Cutting-edge dance/theater collaboration occurs between UC Santa Cruz and New York University

Lubricious Transfer-an ambitious dance experiment in live, transcontinental collaboration using the Internet-was broadcast simultaneously last week to audiences at UC Santa Cruz's Experimental Theater and New York University's Frederick Loewe Theater.

The April 15 and 16 performances were the culmination of a distance arts education project undertaken by an interdisciplinary mix of faculty, students, and staff at both universities. The result was an interactive, real-time performance where UC Santa Cruz dancers performed in front of three "liquid screens" upon which live images of the New York University dancers were simultaneously projected.

The project was conceived by new UC Santa Cruz assistant theater arts professor Ted Warburton and carried out in his movement research class last quarter. UC Santa Cruz's technical staff provided the expertise and instruction that eventually enabled students to run all of the technical aspects of the performances.

"I believe this is the first course in the U.S. to offer students both the opportunity to perform and to acquire the technical knowledge necessary to produce this type of event," noted Warburton. "We had both groups of performers on opposite sides of the country working together-interconnected and interdependent-using advanced telecommunications for artistic collaborative purposes."

Warburton has danced professionally with American Ballet Theatre and holds a doctoral degree in psychology from Harvard, as well as a master's in technology.

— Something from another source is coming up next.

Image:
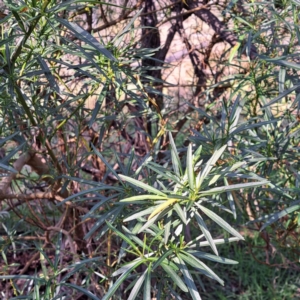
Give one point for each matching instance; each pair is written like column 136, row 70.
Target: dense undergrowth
column 116, row 202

He came to UC Santa Cruz last summer from New York University where he served as the director of its dance program. As a result, he invited Ben Munisteri, an award-winning choreographer who recently decided to attend graduate school at NYU, to collaborate from New York. Together, they set up a series of video-conferencing sessions to help create the event.

"There is a strong research component to this project," added Warburton. "We're interested in how students' perceptions of technology change and whether the technology is inhibiting or enabling creativity."

"There is not much research on distance education and zero research on arts distance education," he noted. "This is a new genre of art, and we are doing creative research pushing the boundaries of the dance discipline."